I felt my father’s breath against my cheek for twenty minutes as he talked about his complex political life, then excused myself, unwound from his humid embrace, and went to the upstairs bathroom, as my mother shouted to me from the kitchen: “Lenny, don’t take your shoes off in upstairs bathroom. Papa has gribok” (“athlete’s foot”).

In the contaminated bathroom, I admired the strange blob of plastic with wooden spokes that kept my mother’s serious mop-collection in ready-to-access mode. Although my parents never had a good word to say about HolyPetroRussia, the hallways were hung with framed sepia-toned postcards of Red Square and the Kremlin; the snow-dusted equestrian statue of Prince Yuri Dolgorukiy, founder of Moscow (I had learned just a bit of Russian history at my father’s knee); and the gothic Stalin-era skyscraper of prestigious Moscow State University, which neither of my parents had attended, because, to hear them tell it, Jews were not allowed in back then. As for me, I have never been to Russia. I have not had the chance to learn to love it and hate it the way my parents have. I have my own dying empire to contend with, and I do not wish for any other.

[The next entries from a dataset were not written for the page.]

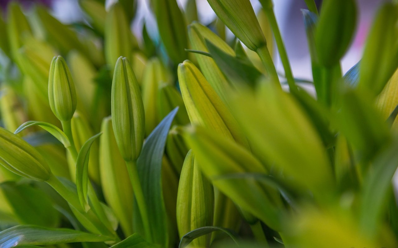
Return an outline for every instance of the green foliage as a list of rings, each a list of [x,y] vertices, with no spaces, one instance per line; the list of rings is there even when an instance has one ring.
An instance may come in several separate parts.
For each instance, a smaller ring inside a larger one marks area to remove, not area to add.
[[[79,2],[0,18],[0,247],[397,247],[396,1],[343,75],[358,1],[305,1],[315,96],[271,0],[208,0],[207,27],[152,0],[142,42],[139,1]]]

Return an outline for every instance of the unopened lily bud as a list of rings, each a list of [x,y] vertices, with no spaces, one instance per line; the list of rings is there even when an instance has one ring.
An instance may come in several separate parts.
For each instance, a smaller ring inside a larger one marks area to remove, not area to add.
[[[117,148],[110,117],[103,119],[101,132],[100,168],[104,197],[120,221],[125,234],[130,235],[133,233],[133,188],[125,162]]]
[[[175,87],[167,84],[164,84],[160,86],[159,89],[158,95],[159,114],[161,120],[178,106],[178,112],[174,117],[173,123],[180,125],[189,123],[189,118],[184,105],[182,96]]]
[[[0,165],[17,175],[46,181],[51,171],[43,157],[19,136],[0,127]]]
[[[139,86],[128,60],[117,60],[112,83],[112,123],[120,153],[136,160],[142,147],[145,116]]]
[[[275,191],[266,192],[263,185],[252,180],[222,178],[228,174],[245,173],[267,175],[264,166],[250,152],[233,140],[200,127],[186,129],[184,136],[201,171],[215,187],[242,210],[271,228],[281,228],[279,196]]]
[[[170,81],[168,72],[157,58],[146,63],[142,75],[141,87],[145,115],[145,134],[149,135],[162,120],[159,113],[159,88],[161,84]]]
[[[90,127],[88,120],[77,111],[75,112],[70,120],[70,126],[73,141],[76,150],[79,151],[87,140],[95,134]],[[98,142],[94,142],[90,149],[88,175],[90,179],[98,185],[100,185],[100,181],[99,163],[98,144]]]
[[[225,41],[208,28],[200,23],[194,22],[188,27],[189,41],[194,50],[208,52],[206,40],[231,56],[235,56],[234,50]],[[226,90],[230,87],[230,83],[222,72],[219,68],[212,58],[195,54],[196,59],[205,77],[211,87],[225,102],[226,101]]]
[[[51,61],[49,100],[51,110],[58,119],[70,120],[76,109],[76,92],[66,62],[60,56],[54,57]]]
[[[243,44],[256,51],[267,45],[250,0],[207,0],[216,14]]]
[[[181,172],[182,164],[189,149],[181,135],[175,127],[172,128],[167,135],[166,152],[174,169],[178,174]]]
[[[177,220],[180,238],[187,233],[213,224],[213,188],[199,169],[192,151],[187,154],[181,171],[177,198]],[[207,237],[194,240],[195,246],[206,247]]]
[[[105,59],[110,68],[113,68],[119,57],[130,58],[133,49],[132,35],[125,12],[117,2],[107,14],[105,23]]]
[[[178,66],[178,73],[182,98],[191,123],[248,146],[236,121],[200,71],[185,60]]]

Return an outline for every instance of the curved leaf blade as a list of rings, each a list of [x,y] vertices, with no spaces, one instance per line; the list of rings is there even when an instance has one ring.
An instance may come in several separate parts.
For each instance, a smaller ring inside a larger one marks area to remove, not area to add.
[[[184,248],[187,247],[192,240],[201,236],[208,234],[213,232],[222,231],[227,234],[231,237],[236,244],[238,244],[238,240],[236,235],[234,233],[233,231],[226,228],[222,228],[218,227],[200,227],[191,231],[187,233],[181,239],[178,248]]]
[[[112,238],[70,229],[46,228],[31,225],[13,227],[0,232],[0,247],[48,245],[76,242],[103,242]]]
[[[178,108],[164,117],[146,139],[137,160],[138,176],[141,179],[144,196],[149,216],[152,240],[155,244],[166,247],[168,242],[167,215],[162,186],[162,160],[169,129]],[[135,205],[136,206],[137,204]],[[134,211],[135,218],[140,219],[139,211]],[[135,225],[140,225],[138,222]],[[135,227],[136,230],[142,230]]]
[[[15,134],[18,134],[28,127],[34,126],[39,126],[46,131],[47,131],[57,139],[64,145],[65,148],[70,146],[70,142],[66,135],[61,129],[56,126],[48,122],[44,121],[29,121],[22,124],[14,132]]]
[[[91,145],[102,133],[97,134],[86,142],[80,149],[76,160],[76,186],[79,200],[84,209],[89,209],[87,200],[88,186],[88,160]]]

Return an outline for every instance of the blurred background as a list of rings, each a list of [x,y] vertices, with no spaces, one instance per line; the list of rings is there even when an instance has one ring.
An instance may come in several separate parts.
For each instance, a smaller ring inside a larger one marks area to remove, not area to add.
[[[351,47],[342,61],[343,72],[345,73],[360,59],[362,48],[375,12],[380,3],[385,0],[358,0],[359,13],[355,37]],[[261,6],[258,0],[251,0],[256,12]],[[183,9],[187,0],[178,0]],[[1,6],[4,9],[10,0],[0,0]],[[40,2],[50,7],[53,14],[62,22],[66,24],[84,22],[83,13],[77,0],[19,0],[29,6],[34,2]],[[111,6],[115,0],[107,0],[107,6]],[[133,29],[139,41],[142,25],[146,24],[149,35],[154,40],[158,37],[156,22],[152,13],[149,10],[148,0],[139,0],[137,15],[132,23]],[[322,0],[317,4],[321,6]],[[216,17],[215,14],[209,6],[207,0],[197,0],[200,22],[205,24],[210,23]],[[293,72],[297,78],[311,80],[310,62],[307,45],[300,9],[306,8],[304,0],[276,0],[274,1],[276,17],[281,29],[288,55],[290,59]],[[227,31],[227,35],[232,34]],[[227,36],[228,37],[228,36]],[[277,69],[283,72],[283,67],[275,51],[274,59],[276,61]]]

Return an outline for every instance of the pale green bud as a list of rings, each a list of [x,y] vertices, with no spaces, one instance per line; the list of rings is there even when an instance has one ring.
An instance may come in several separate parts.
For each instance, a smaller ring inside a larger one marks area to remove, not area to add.
[[[15,174],[45,181],[51,171],[43,157],[19,136],[0,127],[0,165]]]
[[[128,236],[133,233],[134,196],[125,162],[117,148],[110,117],[104,118],[101,132],[100,169],[101,188],[106,202],[120,222],[125,235]]]
[[[95,134],[93,131],[88,121],[78,111],[75,112],[70,120],[73,142],[78,151],[89,138]],[[99,161],[98,161],[98,144],[95,141],[90,149],[90,159],[88,160],[88,175],[90,179],[97,185],[100,184]],[[73,175],[74,175],[74,174]]]
[[[197,228],[212,225],[214,196],[211,184],[202,174],[192,151],[187,154],[181,171],[177,198],[177,220],[180,238]],[[192,244],[207,247],[206,236]]]
[[[76,92],[66,62],[60,56],[51,61],[49,76],[49,100],[51,110],[61,121],[70,120],[76,109]]]
[[[142,149],[145,116],[139,86],[128,60],[117,60],[112,83],[112,123],[120,153],[136,160]]]
[[[191,123],[248,146],[236,121],[200,71],[185,60],[179,65],[178,73],[182,98]]]
[[[216,14],[249,49],[267,45],[250,0],[207,0]]]
[[[133,49],[131,31],[126,14],[119,3],[111,8],[106,15],[104,48],[105,59],[113,68],[119,57],[130,58]]]

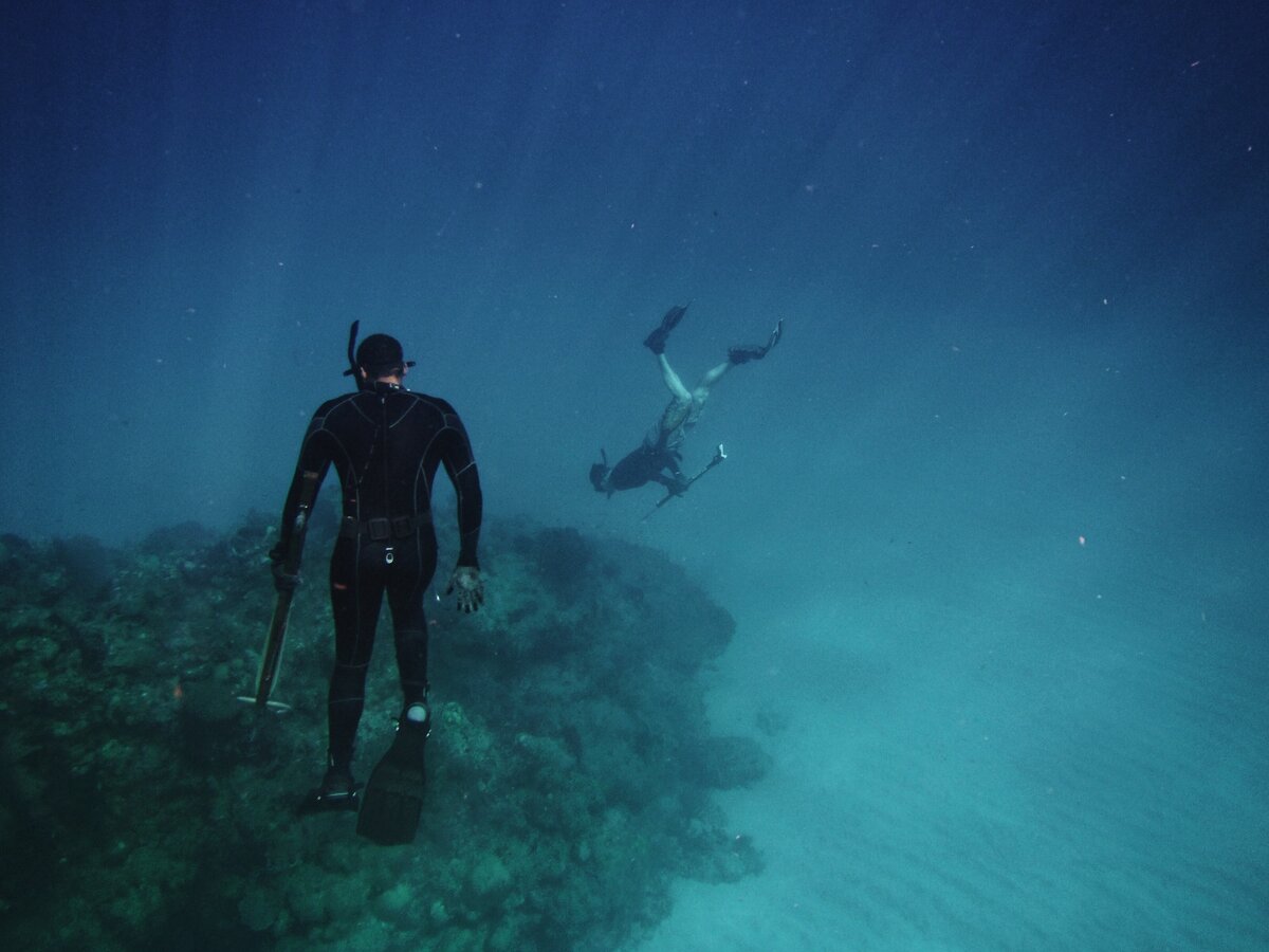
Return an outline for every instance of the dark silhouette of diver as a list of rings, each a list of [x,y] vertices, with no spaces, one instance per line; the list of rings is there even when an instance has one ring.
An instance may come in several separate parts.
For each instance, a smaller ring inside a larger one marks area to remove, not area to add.
[[[283,508],[280,538],[270,557],[279,590],[293,588],[298,576],[287,574],[284,562],[291,546],[303,545],[303,518],[296,538],[296,517],[312,505],[334,463],[344,518],[330,560],[335,619],[335,668],[327,699],[330,746],[326,776],[306,806],[357,809],[364,800],[362,812],[367,819],[376,778],[372,776],[365,797],[359,797],[352,773],[353,744],[365,702],[365,673],[383,594],[392,613],[405,696],[397,739],[409,741],[407,759],[418,781],[412,792],[405,790],[402,796],[421,797],[423,744],[430,725],[423,599],[437,567],[431,522],[437,470],[444,467],[458,498],[459,553],[447,594],[457,590],[458,607],[464,612],[476,611],[483,602],[476,559],[482,500],[467,432],[454,409],[439,397],[401,386],[414,362],[402,359],[395,338],[372,334],[354,358],[355,335],[354,324],[349,338],[352,366],[344,376],[355,374],[359,388],[327,400],[313,414]],[[291,565],[298,565],[298,551]],[[395,743],[393,749],[397,746]],[[409,835],[412,839],[412,829]]]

My bedroom was nearly empty; all the traces of my habitation, the posters and little bits of crap from my travels, my mother had stowed away in carefully labeled boxes in the closets. I reveled in the smallness, the coziness of an upstairs bedroom in a traditional American Cape Cod house, the half-floor that forces you to duck, to feel small and naïve again, ready for anything, dying for love, your body a chimney filled with odd, black smoke. These square, squat, awkward rooms are like a fifty-square-foot paean to teenage-hood, to ripeness, to the first and last taste of youth. I cannot begin to tell you how much the purchase of this house, of each tiny bedroom, had meant to my family and to me. I still remember the signing at the real-estate lawyer’s office, the three of us beaming at one another, mentally forgiving one another a decade and a half worth of sins, the youthful beatings administered by my father, my mother’s anxieties and manias, my own teenage sullenness, because the janitor and his wife had done something right at last! And it would all be okay now. There was no turning back from this, from the glorious fortune we had been granted in the middle of Long Island, from the carefully clipped bushes by the mailbox (our bushes, ABRAMOV bushes) to the oft-mentioned Californian possibility of an aboveground swimming pool in the back, a possibility that never came true, because of our poor finances, but which could never be decisively put to bed either. And this, my room, whose privacy my parents had never respected, but where I would still find a summer’s hot sanctuary on my glorified army cot, my little teenaged arms doing the only nonmasturbatory thing they were capable of, hoisting aloft a big red volume of Conrad, my soft lips moving along with the dense words, the warped wood-paneled walls absorbing the occasional clicks of my tongue.